Wednesday, February 10, 2010

Bits and Pieces - February 10, 2010

Attitudes inside Iran toward their nuclear program.

I like this approach to science writing, not so much this one. It seems to me the first respects the reader and the second doesn't. What the second is trying to illustrate are some aspects of what is called number theory. There was a light hint in the first blog in this series that it would take on development of the natural numbers and other fascinating mathematics that I was first introduced to in high school. This is a development of some of the qualities of natural numbers, but scrambled together. OTOH, if the purpose is to make mathematics "fun," then there are any number of illustrative puzzles in some older books that I monopolized from my library from grade school up. There may be some more recent books, too, but I'm not acquainted with them. I'm wondering how it looks to someone who doesn't find the Peano postulates more fun than, well, lots of things.

I haven't seen this clear a statement of sexism in a very long time. Possession of the Y chromosome equals a love of snow shovels, whether in little kids or in teh gay. I hope all you Y-chromosome types are listening to Kathleen Parker's buildup so that she doesn't have to shovel snow!

Steven Pearlstein is making a lot of sense lately. Don't call them taxes!

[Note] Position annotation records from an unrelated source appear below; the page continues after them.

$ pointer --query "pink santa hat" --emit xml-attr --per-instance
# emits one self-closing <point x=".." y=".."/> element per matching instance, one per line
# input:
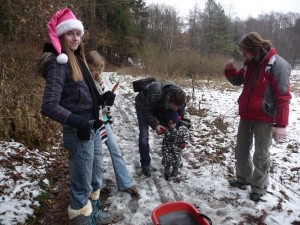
<point x="63" y="21"/>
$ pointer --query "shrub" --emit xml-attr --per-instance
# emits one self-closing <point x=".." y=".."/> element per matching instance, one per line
<point x="21" y="97"/>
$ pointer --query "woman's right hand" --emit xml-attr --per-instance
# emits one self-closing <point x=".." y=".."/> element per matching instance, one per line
<point x="229" y="65"/>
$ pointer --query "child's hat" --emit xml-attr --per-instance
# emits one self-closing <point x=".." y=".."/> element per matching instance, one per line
<point x="63" y="21"/>
<point x="171" y="115"/>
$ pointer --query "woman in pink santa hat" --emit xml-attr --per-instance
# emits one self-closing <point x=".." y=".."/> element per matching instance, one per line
<point x="71" y="98"/>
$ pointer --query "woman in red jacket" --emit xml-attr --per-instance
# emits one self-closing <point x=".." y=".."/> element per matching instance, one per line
<point x="263" y="109"/>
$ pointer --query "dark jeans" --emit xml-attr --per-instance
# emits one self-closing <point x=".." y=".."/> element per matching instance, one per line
<point x="143" y="140"/>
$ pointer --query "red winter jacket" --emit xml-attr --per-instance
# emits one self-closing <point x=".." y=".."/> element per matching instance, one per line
<point x="266" y="89"/>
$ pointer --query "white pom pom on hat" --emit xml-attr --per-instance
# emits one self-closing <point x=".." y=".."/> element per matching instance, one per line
<point x="63" y="21"/>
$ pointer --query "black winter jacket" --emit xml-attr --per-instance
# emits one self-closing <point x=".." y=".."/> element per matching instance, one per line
<point x="153" y="102"/>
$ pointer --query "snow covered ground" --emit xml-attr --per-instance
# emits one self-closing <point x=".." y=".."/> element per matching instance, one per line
<point x="208" y="163"/>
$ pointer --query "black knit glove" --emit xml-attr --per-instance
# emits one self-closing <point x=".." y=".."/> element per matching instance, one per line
<point x="84" y="131"/>
<point x="97" y="124"/>
<point x="109" y="98"/>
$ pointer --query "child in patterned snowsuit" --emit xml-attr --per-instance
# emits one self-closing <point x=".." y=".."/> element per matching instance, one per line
<point x="175" y="139"/>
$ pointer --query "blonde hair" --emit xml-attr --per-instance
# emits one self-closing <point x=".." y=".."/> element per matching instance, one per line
<point x="75" y="68"/>
<point x="95" y="61"/>
<point x="255" y="45"/>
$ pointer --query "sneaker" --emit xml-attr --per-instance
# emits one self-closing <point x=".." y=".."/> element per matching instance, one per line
<point x="255" y="197"/>
<point x="132" y="191"/>
<point x="81" y="219"/>
<point x="95" y="204"/>
<point x="105" y="189"/>
<point x="99" y="216"/>
<point x="235" y="183"/>
<point x="146" y="171"/>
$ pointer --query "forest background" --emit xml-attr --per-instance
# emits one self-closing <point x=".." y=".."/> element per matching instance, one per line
<point x="134" y="38"/>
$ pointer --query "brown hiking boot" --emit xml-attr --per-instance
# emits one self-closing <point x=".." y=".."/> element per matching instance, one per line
<point x="235" y="183"/>
<point x="133" y="191"/>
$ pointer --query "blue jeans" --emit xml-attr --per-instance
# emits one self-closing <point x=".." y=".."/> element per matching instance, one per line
<point x="122" y="178"/>
<point x="85" y="165"/>
<point x="144" y="149"/>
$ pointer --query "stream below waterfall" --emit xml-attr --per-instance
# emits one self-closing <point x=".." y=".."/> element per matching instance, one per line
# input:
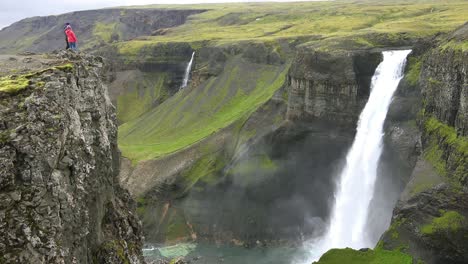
<point x="203" y="253"/>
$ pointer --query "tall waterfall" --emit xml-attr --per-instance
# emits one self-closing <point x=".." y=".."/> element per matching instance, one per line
<point x="187" y="72"/>
<point x="347" y="227"/>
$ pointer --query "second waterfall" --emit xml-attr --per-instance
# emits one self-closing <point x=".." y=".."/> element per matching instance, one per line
<point x="187" y="72"/>
<point x="355" y="187"/>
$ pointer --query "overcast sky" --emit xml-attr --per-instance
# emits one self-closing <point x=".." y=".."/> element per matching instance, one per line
<point x="14" y="10"/>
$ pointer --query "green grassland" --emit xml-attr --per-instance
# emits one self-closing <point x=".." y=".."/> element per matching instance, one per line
<point x="243" y="86"/>
<point x="322" y="22"/>
<point x="194" y="114"/>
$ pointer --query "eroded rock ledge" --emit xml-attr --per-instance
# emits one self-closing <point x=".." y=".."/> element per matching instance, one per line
<point x="59" y="161"/>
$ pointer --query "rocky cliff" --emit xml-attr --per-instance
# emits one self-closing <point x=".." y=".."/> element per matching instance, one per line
<point x="330" y="86"/>
<point x="430" y="220"/>
<point x="59" y="162"/>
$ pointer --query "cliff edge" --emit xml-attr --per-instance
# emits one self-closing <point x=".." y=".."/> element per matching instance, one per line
<point x="59" y="162"/>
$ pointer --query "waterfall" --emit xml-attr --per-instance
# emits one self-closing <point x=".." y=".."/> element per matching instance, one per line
<point x="187" y="72"/>
<point x="355" y="188"/>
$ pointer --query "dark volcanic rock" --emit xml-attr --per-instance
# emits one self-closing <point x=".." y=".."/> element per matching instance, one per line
<point x="332" y="87"/>
<point x="430" y="221"/>
<point x="59" y="162"/>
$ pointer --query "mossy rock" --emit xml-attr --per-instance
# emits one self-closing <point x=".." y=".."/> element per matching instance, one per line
<point x="351" y="256"/>
<point x="450" y="221"/>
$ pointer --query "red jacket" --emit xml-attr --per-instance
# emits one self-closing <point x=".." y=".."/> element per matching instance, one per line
<point x="70" y="35"/>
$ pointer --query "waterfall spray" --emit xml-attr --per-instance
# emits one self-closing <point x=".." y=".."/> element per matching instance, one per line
<point x="355" y="186"/>
<point x="187" y="72"/>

Tony Judt, one of the most brilliant historians we have, is paralyzed from the neck down by amyotrophic lateral sclerosis. He is writing a series of short memoirs, of which this is one. He retains his wit and good humor in his writing. I have enjoyed his work so much.


helmut said...

I second your remarks on Tony Judt.

MT said...

You don't want to become a practitioner of this "practitioners of history" construction, Cheryl. Maybe most won't notice, but I think the historians will.

Cheryl Rofer said...

Yeah, MT, that's been bothering me all day today. I think I'll change it.